How important are a health care proxy and a power-of-attorney? My parents are in their 80s, and they have neither. Is this something I should be taking care of? Does it have to be done through an attorney?
Powers of attorney and health care proxies are very important -- and their importance increases as you get older. These legal documents give you some control over your medical and financial affairs, even if you're incapacitated.
In a health care proxy, you authorize another person to make your medical decisions if you're unable to state your wishes. Lawyers recommend that you also have a living will, a document saying what life-sustaining medical treatments you do and don't want. Your power-of-attorney gives another person the authority to act on your behalf in financial matters. The power-of-attorney form lists many types of transactions, including banking, insurance, real estate and tax matters. You initial each power that you want to confer.

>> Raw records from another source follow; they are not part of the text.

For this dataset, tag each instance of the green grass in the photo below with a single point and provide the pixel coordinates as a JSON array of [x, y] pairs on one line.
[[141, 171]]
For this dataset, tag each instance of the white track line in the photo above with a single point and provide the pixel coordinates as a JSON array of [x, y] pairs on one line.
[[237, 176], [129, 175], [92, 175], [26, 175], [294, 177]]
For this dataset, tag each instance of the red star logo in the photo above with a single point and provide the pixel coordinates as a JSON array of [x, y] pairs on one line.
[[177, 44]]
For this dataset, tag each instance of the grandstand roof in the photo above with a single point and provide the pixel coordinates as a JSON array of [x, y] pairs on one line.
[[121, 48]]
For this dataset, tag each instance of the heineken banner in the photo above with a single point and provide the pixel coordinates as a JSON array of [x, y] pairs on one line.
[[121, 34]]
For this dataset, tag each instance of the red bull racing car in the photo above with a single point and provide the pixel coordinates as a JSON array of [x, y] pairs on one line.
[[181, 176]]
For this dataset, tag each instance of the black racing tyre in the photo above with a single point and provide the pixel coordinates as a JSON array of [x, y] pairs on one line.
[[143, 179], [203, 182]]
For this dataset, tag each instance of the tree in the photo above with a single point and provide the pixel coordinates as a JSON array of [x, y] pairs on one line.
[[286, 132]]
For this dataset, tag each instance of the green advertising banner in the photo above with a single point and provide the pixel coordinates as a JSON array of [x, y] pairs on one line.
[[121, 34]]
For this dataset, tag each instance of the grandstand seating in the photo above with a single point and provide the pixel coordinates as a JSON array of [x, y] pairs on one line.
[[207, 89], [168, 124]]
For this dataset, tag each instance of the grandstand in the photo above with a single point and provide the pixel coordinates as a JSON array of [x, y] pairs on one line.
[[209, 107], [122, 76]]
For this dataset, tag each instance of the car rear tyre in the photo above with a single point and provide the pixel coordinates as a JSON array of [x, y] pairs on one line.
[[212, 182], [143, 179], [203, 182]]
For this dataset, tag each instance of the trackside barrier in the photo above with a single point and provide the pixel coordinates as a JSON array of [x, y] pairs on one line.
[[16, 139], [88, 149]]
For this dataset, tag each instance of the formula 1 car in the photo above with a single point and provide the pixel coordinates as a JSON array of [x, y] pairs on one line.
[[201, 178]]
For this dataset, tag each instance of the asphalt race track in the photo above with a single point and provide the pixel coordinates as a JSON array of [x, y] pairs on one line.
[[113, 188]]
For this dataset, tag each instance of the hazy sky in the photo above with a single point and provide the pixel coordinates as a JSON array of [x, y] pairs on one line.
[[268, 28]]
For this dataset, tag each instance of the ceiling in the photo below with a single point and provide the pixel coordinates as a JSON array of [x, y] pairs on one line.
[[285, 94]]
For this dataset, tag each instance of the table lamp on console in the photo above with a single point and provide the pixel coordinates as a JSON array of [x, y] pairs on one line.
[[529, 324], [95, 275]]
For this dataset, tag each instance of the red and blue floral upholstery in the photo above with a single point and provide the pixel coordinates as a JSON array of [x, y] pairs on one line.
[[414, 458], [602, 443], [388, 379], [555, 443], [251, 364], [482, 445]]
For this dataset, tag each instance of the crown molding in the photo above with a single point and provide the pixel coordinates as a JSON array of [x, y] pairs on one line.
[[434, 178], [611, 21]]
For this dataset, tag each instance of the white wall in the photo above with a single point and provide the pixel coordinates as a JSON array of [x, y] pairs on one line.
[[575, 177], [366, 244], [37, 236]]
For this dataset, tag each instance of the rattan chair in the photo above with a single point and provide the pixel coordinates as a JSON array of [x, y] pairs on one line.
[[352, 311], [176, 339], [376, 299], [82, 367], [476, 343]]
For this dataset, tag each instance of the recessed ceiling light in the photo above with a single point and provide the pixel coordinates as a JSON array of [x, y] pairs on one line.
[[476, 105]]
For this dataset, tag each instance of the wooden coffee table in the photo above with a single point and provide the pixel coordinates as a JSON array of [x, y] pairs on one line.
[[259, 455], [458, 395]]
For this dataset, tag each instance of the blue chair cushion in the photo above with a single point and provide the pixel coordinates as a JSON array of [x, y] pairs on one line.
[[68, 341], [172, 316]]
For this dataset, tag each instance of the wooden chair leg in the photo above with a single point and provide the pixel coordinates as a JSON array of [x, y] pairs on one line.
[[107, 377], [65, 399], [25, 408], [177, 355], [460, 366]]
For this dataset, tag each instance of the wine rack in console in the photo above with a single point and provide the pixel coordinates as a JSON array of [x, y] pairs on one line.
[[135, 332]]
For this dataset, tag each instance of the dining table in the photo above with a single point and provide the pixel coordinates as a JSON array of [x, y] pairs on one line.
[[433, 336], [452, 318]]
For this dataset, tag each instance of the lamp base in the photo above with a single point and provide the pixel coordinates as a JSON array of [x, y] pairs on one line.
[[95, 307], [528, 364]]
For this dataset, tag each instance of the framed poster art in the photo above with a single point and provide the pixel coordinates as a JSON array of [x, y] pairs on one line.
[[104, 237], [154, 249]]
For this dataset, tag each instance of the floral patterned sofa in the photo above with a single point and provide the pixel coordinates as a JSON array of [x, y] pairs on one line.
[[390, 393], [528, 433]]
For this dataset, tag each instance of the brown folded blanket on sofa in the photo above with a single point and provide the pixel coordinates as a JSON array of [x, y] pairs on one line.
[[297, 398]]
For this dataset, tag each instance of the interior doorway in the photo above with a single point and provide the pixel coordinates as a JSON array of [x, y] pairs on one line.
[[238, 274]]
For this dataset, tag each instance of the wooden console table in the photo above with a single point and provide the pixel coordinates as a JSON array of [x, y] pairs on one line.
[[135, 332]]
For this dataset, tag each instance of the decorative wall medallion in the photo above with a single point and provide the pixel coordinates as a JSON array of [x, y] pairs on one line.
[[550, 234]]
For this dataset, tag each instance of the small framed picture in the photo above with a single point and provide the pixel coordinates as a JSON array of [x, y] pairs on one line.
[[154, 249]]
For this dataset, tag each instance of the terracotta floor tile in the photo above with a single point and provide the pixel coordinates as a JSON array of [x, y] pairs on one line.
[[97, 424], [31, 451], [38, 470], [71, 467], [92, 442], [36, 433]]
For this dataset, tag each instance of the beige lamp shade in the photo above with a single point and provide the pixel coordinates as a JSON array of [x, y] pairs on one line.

It's extremely difficult for anyone to help their parents through a crisis without these documents. If your mother is under sedation in a hospital, for example, its staff wants to see her health care proxy before discussing her condition with you. And utility companies want to see her power-of-attorney before revealing her account balances -- even if you're only trying to pay her bills for her.
It's not essential to go to a lawyer for these documents. You can buy standard forms, with instructions for completing them, online at blumberglegalforms.com
Make sure the power-of-attorney form is "durable." Otherwise, it automatically expires when you become incapacitated. Like wills, durable powers-of-attorney, health care proxies and living wills are revocable -- you can change your mind anytime.
THE BOTTOM LINE Your loved ones can't help you effectively in a crisis without your health care proxy and power-of-attorney.